Their only child, Stephen, lives in Independence.
“Dad was probably like a lot of fathers in that era in that he came home from work and then did a different job at night,” Stephen Lee said. “He caned chairs. He basically lived his life working for Mom and me.
“When I was little, he gave me an allowance and told me if I wanted anything more I had to work for it. So I cleaned a lot of chairs. And he sent me to college.”
Bertie died of cancer in 1979. Lee now lives alone.
“You go out there and see Dad down there teaching these guys with perfect vision how to cane,” Stephen Lee said. “It’s pretty amazing.”
By midmorning in the basement, the two other men have joined Lee.
The small TV is tuned to CNN.
Caning work is long and quiet. They do maybe 10 or 12 chairs a week. On a recent morning, a Lincoln rocker sat in the mix. How old?
“Maybe older than Lincoln,” Lee said.
Customers pay by the holes that surround the seat of a chair. When Lee started in 1945, he charged eight cents a hole. Now it’s a $1.10. Chairs often have more than a hundred holes.
Albert De Leon has noticed the jump.
When asked if Lee has slowed down, De Leon smiled. “No, but he’s more expensive. It would take my guys a lot longer to do the work, though.”
He first met Lee as a young boy when he would go with his father.
“For a long time I didn’t know he was blind,” he said.
Shields says that still happens. Customers are sometimes surprised to learn that Lee can’t see.
“Then they start talking louder,” Shields said.
Now, about those women.
“He always was kind of a ladies’ man,” said Lee’s brother, Joe Harold Lee, who lives in Illinois. “Always had a girlfriend. Even when he was young he always liked to talk to girls.”
These days, he socializes with Martha Kelly, whom he’s known since about 1950. Lee mentored her husband after the man lost his vision. He died in 2010.
Now Kelly takes Lee to doctor appointments and sometimes brings him lunch. He’s been teaching her how to cane. He’s also become a regular at her family’s holiday gatherings.
“He calls me every morning at 7 to to make sure I’m OK, and I call him at 8 at night to read him letters to the editor,” Kelly, 81, said.
“But we don’t get along on everything.
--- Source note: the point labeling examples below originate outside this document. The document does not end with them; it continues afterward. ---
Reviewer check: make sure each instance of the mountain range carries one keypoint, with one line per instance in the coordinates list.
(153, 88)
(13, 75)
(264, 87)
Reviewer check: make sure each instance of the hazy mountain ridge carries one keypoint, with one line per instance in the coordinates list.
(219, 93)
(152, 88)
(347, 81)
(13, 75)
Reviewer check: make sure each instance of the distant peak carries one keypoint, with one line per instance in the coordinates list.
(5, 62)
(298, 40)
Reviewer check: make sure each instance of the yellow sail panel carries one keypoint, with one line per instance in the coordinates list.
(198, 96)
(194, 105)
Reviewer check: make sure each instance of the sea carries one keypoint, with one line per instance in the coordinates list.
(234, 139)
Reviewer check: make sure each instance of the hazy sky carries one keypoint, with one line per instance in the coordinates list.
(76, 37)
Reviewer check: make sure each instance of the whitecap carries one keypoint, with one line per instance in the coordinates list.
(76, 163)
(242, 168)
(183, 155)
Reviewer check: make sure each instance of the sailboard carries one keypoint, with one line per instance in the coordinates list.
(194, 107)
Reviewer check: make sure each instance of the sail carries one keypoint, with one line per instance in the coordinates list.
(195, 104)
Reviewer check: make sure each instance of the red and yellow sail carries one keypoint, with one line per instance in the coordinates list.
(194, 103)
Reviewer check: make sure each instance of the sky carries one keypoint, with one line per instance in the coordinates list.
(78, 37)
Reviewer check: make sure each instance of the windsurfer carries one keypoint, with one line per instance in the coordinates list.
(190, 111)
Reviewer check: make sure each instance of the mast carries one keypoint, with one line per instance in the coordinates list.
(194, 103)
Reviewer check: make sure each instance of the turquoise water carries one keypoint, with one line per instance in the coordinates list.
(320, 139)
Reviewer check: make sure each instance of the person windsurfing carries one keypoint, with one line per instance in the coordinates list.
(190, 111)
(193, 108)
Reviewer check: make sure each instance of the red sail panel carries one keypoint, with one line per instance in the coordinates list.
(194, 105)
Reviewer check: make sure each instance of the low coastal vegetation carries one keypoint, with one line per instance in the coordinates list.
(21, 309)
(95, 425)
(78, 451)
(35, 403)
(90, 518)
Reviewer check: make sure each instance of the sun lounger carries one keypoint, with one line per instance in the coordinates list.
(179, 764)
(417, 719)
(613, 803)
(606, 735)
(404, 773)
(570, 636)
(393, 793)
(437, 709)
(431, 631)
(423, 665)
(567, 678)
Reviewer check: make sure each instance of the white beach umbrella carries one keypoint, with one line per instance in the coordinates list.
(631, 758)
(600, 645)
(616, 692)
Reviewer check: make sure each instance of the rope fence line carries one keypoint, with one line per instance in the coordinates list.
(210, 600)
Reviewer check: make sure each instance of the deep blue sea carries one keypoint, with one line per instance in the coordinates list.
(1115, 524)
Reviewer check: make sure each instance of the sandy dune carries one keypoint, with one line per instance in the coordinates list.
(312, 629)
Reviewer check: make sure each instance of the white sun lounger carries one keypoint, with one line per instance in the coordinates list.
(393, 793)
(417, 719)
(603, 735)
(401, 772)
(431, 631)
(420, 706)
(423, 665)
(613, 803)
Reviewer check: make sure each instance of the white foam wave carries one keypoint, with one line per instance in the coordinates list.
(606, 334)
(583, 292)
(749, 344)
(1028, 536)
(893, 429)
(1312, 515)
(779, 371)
He thinks my house is too cold and I think his is too hot.”
They go to musical theater.
Does Lee like musicals?
“Well,” he said slowly, “I like being with Martha.”
The other two workers leave at the end of the day. Lee fixes his dinner and goes to bed. But seven days a week, he awakens early and heads down into the dark basement.
But this is his world. Where the lights always burn bright for Revelle Lee.